Sin embargo, quizás el daño más significativo se produjo incluso antes de que se concibiera la Ley de Sustancias Psicoactivas. Las diversas prohibiciones que tuvieron lugar en los primeros años del fenómeno de las NPS, donde las primeras sustancias que adquirieron prominencia quedaron bajo el control de la Ley de uso indebido de drogas (MDA), han obligado a los usuarios a experimentar con compuestos cada vez más peligrosos. Es con estos compuestos que Nueva Zelanda está intentando crear un mercado regulado, en lugar de sus predecesores más conocidos y posiblemente menos peligrosos que siguen prohibidos por la MDA, pero que ya han establecido un punto de apoyo sólido en el boyante mercado negro.

En las palabras del Director Ejecutivo de la Fundación de Drogas de Nueva Zelanda, Ross Bell, “quitamos todos los buenos y dejamos los malos”.

A pesar de las diferencias evidentes entre el NPS y los mercados de drogas tradicionales, la respuesta legislativa del NPS no puede ni debe aislarse de la política de drogas tradicional. Siendo realistas, ¿es factible tener una política que trate el uso de drogas como un delito grave que debe ser sancionado y otra que permita el uso de drogas en un entorno regulatorio?
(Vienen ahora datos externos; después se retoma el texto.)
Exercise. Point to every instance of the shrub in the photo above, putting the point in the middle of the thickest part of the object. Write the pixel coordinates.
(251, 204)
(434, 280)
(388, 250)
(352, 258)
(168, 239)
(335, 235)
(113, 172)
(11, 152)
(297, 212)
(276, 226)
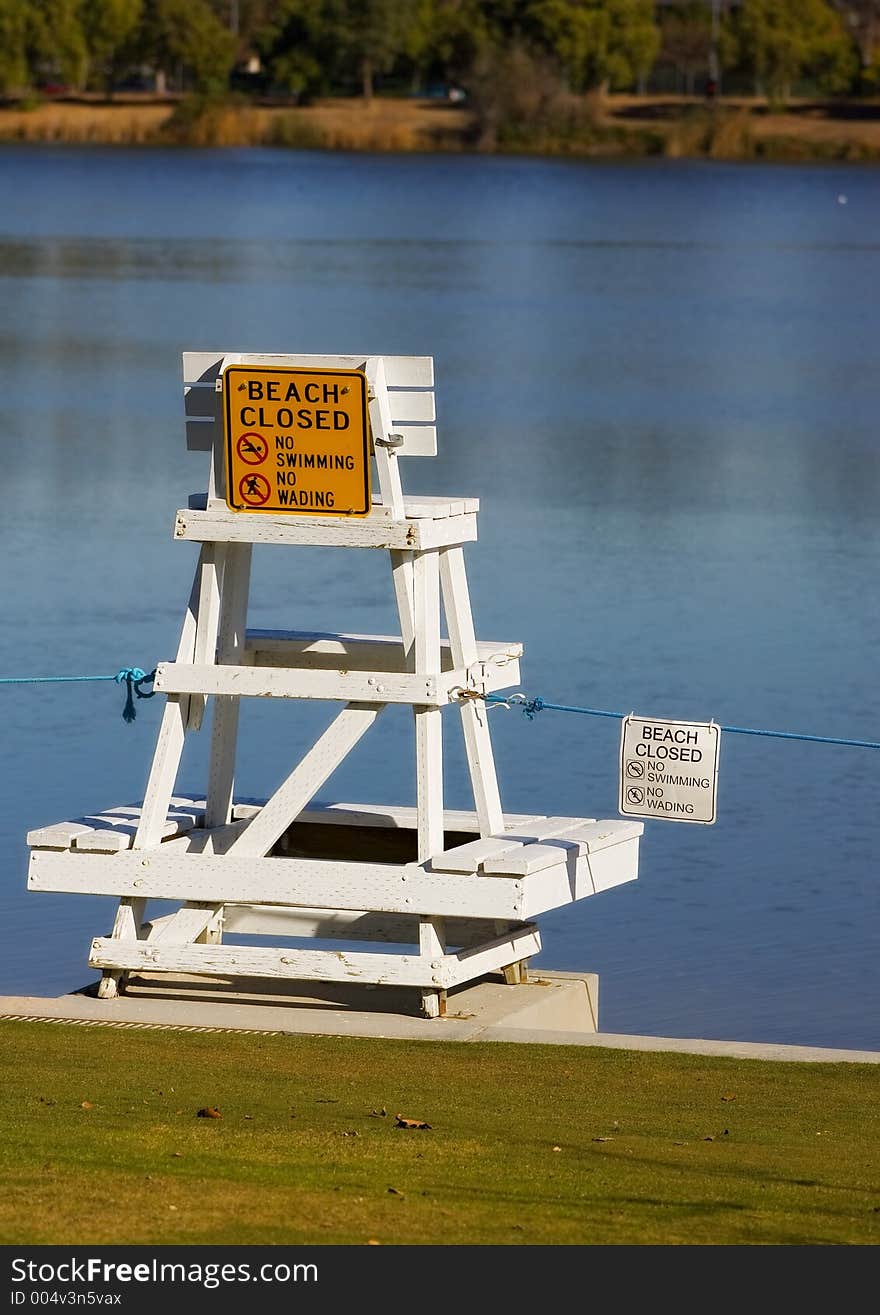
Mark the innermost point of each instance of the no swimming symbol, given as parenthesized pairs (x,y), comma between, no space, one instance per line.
(254,489)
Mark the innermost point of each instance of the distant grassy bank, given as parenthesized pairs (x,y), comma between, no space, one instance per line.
(621,126)
(526,1144)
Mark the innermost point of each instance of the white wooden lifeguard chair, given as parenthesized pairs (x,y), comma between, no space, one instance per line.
(295,442)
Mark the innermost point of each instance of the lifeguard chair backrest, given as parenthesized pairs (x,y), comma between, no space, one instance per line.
(409,380)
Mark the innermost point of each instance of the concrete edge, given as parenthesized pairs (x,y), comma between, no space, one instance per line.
(550,1009)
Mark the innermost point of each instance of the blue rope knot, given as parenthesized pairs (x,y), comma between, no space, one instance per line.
(133,677)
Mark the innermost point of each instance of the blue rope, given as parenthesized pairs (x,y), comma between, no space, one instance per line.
(133,679)
(532,706)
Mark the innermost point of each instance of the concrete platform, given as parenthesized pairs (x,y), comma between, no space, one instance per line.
(551,1007)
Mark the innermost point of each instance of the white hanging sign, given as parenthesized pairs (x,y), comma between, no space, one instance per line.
(668,769)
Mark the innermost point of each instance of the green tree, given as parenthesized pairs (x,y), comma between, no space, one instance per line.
(303,45)
(55,41)
(187,36)
(785,40)
(685,32)
(378,32)
(862,19)
(599,44)
(13,46)
(461,33)
(109,26)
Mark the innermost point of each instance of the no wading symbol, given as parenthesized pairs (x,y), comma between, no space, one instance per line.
(254,489)
(251,449)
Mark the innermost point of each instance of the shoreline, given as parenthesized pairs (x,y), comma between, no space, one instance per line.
(625,128)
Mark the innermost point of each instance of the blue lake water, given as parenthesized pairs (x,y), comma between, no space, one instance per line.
(660,380)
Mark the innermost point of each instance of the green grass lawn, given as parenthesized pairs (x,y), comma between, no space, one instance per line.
(528,1144)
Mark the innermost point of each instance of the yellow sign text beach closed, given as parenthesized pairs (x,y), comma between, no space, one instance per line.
(296,441)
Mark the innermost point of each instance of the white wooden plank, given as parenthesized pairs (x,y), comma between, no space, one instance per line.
(438,972)
(349,925)
(230,648)
(57,835)
(172,729)
(200,840)
(283,683)
(401,371)
(401,575)
(418,506)
(259,961)
(479,960)
(321,760)
(411,406)
(475,723)
(182,927)
(128,919)
(429,743)
(207,621)
(393,815)
(468,858)
(300,883)
(382,428)
(570,843)
(219,525)
(334,650)
(593,873)
(417,439)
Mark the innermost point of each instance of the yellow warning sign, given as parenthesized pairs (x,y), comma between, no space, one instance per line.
(296,441)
Una pieza de legislación como la PSA quizás siempre estuvo condenada al fracaso cuando intentaba operar bajo la sofocante sombra regresiva de la Ley de Uso Indebido de Drogas.

El PSA contiene un requisito incorporado de que esté sujeto a una revisión parlamentaria para 2018 y Peter Dunne, el ministro de salud de Nueva Zelanda responsable de la legislación, dijo en su discurso en la Sesión Especial de la Asamblea General de las Naciones Unidas (UNGASS) sobre drogas en abril que la Política Nacional de Drogas 2015-2020 probablemente conducirá a una revisión completa de la Ley de Uso Indebido de Drogas de 1975 de Nueva Zelanda. Sin embargo, hasta que se produzca un replanteamiento de este tipo, la falta de creación de un mercado regulado de NPS seguirá causando daños graves e innecesarios.